Gadsden County-based Trulieve is challenging the 25-dispensary limit established by state lawmakers last year, arguing the cap is two fewer than the company had applied for before the limit went into effect.

The complaint, filed in Leon County circuit court Tuesday, alleges the limit on the number of dispensaries is intended in part to temporarily suppress competition among pot operators, called “medical marijuana treatment centers.”

The cap on dispensaries was included in a law, passed during a special session last year, intended to implement a constitutional amendment that broadly legalized medical marijuana in Florida.
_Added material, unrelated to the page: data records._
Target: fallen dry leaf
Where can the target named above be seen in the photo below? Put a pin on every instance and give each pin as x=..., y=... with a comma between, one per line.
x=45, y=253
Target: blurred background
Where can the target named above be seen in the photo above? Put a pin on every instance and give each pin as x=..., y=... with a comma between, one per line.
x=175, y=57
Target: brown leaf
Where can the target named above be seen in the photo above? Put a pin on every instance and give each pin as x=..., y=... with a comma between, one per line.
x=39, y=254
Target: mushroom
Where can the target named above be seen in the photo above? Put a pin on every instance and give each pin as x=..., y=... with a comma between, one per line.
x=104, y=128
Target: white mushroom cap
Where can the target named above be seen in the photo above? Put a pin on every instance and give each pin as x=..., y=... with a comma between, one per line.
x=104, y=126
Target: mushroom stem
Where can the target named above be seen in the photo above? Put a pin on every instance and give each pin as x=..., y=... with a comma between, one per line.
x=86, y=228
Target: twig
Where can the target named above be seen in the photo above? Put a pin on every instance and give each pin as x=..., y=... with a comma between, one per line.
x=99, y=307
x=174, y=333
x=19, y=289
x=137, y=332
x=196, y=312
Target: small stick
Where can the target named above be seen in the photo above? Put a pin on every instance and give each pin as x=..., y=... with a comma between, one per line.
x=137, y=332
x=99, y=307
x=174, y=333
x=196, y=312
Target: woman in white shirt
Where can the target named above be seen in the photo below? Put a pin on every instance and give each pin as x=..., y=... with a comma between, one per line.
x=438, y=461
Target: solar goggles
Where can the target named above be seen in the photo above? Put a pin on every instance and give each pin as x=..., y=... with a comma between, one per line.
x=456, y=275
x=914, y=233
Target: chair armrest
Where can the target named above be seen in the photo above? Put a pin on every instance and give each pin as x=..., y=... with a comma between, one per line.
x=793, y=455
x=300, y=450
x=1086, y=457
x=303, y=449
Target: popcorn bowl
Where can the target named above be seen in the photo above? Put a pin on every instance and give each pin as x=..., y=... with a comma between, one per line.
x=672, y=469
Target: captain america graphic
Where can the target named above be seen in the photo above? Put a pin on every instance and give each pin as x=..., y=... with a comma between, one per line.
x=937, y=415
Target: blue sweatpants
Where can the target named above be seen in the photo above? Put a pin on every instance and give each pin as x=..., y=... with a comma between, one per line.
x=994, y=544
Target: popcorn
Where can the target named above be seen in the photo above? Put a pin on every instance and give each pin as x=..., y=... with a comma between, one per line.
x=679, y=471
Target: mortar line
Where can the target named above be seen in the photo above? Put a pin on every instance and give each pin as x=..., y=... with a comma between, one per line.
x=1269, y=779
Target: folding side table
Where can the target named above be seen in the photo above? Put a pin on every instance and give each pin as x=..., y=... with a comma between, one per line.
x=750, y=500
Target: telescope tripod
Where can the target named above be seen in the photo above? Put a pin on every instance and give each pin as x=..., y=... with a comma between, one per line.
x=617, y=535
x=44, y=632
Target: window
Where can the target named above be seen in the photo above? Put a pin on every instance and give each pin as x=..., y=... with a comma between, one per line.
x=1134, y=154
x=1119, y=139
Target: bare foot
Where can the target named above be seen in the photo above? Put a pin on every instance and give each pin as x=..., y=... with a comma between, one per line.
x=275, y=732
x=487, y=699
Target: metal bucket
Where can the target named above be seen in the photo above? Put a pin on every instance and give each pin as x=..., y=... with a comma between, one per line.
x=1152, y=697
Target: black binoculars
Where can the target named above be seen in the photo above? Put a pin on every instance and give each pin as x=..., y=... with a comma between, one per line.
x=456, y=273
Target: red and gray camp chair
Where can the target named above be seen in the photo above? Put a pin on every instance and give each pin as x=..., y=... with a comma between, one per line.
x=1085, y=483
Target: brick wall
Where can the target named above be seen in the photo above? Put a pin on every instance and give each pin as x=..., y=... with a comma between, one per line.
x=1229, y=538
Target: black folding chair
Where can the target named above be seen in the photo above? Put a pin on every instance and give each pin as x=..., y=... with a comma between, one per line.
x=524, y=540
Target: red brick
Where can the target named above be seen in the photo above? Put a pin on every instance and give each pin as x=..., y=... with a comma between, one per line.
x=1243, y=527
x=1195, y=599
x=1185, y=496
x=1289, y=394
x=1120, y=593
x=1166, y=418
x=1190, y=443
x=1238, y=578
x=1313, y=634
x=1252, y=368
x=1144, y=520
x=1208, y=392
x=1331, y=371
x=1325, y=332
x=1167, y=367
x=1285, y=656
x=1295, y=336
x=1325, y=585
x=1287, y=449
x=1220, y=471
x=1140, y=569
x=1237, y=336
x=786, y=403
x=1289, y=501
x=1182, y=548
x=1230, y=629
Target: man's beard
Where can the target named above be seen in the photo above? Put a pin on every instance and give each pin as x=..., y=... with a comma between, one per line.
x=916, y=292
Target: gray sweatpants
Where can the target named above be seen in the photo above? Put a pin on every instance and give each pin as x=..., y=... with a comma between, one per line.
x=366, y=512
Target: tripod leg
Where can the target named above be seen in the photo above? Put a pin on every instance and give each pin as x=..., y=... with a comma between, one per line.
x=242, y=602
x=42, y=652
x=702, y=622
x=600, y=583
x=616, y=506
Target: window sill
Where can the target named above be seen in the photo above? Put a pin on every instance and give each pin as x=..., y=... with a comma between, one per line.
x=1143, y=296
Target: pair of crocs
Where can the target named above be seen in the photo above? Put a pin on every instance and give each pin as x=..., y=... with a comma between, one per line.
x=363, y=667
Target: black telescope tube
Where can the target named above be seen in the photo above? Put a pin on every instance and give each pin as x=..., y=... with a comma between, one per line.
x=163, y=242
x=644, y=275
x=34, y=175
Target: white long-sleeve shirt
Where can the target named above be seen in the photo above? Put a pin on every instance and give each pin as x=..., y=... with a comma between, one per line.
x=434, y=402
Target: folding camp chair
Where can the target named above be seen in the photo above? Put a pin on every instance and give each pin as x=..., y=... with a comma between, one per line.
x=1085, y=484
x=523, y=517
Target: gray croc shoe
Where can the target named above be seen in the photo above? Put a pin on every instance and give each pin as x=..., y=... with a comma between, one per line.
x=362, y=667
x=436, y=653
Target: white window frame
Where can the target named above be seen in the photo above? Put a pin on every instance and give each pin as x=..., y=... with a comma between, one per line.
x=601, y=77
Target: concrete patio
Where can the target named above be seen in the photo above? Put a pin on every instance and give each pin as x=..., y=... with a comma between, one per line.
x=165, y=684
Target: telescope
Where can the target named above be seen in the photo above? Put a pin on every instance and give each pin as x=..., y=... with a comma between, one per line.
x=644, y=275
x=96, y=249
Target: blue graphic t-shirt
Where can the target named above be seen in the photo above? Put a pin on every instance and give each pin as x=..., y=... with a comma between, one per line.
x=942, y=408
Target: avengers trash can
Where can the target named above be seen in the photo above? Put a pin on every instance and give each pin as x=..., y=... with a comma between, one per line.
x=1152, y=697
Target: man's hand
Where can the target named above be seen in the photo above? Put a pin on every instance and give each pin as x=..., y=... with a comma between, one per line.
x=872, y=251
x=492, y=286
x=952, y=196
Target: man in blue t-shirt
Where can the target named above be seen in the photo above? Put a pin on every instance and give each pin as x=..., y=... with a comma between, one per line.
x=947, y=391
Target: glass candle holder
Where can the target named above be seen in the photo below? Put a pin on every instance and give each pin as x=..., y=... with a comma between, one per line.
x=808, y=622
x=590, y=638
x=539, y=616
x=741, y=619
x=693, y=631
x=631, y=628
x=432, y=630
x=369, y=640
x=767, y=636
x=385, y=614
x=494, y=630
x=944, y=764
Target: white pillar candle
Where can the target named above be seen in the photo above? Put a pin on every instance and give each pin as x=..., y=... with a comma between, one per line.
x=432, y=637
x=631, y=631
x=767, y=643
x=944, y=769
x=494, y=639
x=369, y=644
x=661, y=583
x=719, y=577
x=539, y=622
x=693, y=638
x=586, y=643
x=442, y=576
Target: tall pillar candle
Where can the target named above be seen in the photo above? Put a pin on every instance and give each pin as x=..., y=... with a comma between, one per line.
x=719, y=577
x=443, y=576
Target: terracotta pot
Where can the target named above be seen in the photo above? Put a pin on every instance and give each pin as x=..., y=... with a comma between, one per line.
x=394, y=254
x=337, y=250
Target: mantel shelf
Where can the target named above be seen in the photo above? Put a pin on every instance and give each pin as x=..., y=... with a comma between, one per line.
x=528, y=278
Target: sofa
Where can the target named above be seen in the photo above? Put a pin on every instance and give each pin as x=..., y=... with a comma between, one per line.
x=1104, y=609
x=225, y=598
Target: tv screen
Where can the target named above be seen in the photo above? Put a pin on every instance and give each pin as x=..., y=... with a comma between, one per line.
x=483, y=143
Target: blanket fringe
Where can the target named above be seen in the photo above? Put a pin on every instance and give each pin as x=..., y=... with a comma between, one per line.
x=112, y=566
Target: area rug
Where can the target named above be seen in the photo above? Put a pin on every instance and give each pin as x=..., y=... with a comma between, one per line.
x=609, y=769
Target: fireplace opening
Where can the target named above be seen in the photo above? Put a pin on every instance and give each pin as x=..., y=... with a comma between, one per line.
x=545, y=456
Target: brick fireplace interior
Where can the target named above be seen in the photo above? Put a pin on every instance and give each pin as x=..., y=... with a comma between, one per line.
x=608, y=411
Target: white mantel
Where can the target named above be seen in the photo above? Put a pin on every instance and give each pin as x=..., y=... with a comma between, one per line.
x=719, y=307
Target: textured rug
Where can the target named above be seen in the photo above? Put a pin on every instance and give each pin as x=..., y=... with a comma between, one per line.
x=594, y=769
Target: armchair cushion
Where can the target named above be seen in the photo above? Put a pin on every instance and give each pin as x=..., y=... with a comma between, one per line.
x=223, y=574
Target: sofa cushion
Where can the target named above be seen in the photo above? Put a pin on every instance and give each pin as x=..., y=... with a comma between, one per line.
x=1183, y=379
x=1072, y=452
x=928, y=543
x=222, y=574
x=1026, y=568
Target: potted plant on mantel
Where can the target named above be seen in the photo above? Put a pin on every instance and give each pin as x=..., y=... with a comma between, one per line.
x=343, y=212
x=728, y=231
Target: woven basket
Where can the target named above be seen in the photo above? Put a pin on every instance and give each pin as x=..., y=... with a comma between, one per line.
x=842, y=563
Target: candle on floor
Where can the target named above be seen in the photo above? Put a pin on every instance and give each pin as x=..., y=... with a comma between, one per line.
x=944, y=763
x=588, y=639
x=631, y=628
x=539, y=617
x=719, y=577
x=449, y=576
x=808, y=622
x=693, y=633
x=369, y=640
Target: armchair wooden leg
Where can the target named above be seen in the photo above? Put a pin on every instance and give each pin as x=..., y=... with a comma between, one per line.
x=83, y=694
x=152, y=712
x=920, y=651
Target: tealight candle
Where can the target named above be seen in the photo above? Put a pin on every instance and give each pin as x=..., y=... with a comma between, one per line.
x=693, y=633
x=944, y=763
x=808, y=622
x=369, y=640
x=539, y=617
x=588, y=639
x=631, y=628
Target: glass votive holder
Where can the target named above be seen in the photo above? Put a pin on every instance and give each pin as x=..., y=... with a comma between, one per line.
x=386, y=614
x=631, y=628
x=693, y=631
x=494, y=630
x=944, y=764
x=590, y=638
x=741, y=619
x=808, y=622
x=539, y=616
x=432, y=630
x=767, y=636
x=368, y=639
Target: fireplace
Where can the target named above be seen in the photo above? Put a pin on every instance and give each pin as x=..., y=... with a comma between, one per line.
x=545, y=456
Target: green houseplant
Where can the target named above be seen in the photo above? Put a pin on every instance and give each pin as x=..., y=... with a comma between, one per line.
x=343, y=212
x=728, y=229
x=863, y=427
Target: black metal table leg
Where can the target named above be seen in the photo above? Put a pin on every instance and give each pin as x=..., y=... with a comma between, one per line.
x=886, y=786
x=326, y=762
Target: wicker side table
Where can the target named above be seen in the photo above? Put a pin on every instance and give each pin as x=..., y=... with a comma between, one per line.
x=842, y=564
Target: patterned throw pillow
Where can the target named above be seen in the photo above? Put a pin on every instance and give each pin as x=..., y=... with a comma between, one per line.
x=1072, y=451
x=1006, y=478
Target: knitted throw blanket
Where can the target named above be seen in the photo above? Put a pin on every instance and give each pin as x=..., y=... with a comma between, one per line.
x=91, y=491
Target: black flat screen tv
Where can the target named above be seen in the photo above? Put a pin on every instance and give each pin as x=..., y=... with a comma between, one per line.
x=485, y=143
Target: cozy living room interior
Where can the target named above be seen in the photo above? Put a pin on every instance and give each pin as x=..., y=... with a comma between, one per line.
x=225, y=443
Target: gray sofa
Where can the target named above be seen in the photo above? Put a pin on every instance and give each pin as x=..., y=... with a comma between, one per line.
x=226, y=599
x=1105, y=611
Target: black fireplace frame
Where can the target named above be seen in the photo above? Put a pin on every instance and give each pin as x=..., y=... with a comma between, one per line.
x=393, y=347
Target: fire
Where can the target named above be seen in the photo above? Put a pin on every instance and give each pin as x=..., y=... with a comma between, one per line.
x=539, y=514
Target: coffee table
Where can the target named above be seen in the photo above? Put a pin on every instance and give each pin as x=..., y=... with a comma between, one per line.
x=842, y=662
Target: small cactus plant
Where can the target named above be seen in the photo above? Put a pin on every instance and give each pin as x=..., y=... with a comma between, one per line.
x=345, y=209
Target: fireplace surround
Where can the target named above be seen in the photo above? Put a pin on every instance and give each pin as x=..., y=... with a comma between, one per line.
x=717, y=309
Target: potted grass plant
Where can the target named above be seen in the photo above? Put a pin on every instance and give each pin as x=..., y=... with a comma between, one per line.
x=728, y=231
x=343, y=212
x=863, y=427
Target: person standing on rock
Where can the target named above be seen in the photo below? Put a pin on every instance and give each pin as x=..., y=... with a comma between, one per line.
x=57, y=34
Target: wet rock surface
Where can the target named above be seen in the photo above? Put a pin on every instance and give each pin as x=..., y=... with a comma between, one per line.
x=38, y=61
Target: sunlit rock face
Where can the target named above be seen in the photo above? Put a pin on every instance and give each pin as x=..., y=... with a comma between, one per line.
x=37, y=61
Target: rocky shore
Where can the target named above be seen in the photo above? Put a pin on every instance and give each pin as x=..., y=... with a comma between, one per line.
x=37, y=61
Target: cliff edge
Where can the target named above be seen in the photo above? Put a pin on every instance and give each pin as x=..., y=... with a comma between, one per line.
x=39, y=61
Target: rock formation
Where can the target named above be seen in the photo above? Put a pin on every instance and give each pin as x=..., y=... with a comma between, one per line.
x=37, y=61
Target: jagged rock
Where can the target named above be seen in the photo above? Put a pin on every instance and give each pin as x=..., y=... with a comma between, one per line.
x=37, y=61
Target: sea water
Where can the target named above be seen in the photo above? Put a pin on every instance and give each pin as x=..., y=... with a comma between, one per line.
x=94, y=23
The lawsuit alleges that the dispensary restrictions violate the constitutional amendment “by arbitrarily and unreasonably depriving Trulieve of property or liberty rights without substantive due process.” The company wants a judge to make Trulieve exempt from the 2017 restrictions.

“The right to compete statewide without restriction was an essential part of Trulieve’s business plan and a significant incentive to enter this novel business,” David Miller, an attorney representing Trulieve, wrote in the 10-page complaint. “In reliance on the statutory policy to encourage statewide competition, Trulieve sought to add dispensary locations around the state, which benefits patients and the public.”

Trulieve CEO Kim Rivers said in a press release that the “arbitrary” dispensary caps limit patient access.

“The restrictions force us to use extremely expensive long-distance delivery and build dispensaries on a model based on geographic distribution, not where patients live,” she said. “This not only restricts access to patients in need, but forces higher prices.”